溫之餘代替了他,去做了本該由他做出且承擔的一切。

他利用伏地魔的交易,讓伏地魔將他叫離霍格沃茨,去和鄧布利多談了交易。

然後代替了他去完成擊殺鄧布利多的任務,同時又因為上一次他提過的,不要與任何人立下不可違背的誓言的原因。
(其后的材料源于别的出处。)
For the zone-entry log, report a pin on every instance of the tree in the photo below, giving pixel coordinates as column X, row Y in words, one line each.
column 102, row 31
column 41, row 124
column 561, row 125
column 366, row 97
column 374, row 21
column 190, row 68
因為他冇有告訴過溫之餘自己有冇有立下,因為他當時含糊不定的回答。

溫之餘在抉擇間,最後還是選擇了保護住德拉科,以確保萬無一失。

最後他將鄧布利多從高塔上踢落,用火焰證明自己的身份與完成鄧布利多的交易。

讓全校師生看見。

看見擊殺鄧布利多的凶手,看見他一直隱藏的身份,將所有的註意力全部集中於自己。

而最後,食死徒的入侵,也是被他一手覆滅,為的也不是什麼立威,而是滅口。

他滅口所有的食死徒,堵住所有人的話,將斯內普的身份與入侵的食死徒隔開。

讓全校師生與伏地魔將怒火全部集中於他,從而又給學校設下極其苛刻的防護咒,加深囚禁的惡意。

然後離開,不給自己留下任何的隻言片語。

鄧布利多死亡,食死徒大傷,幽泉名裂。

而細數下來,在那場盛宴裡,唯一的受益人,隻有他。

隻有西弗勒斯·斯內普。

他現在既不用謹慎的遊走在食死徒與鳳凰社之間,又不用煩惱外界的風聲,也不用擔心會有人突然暴露他的身份。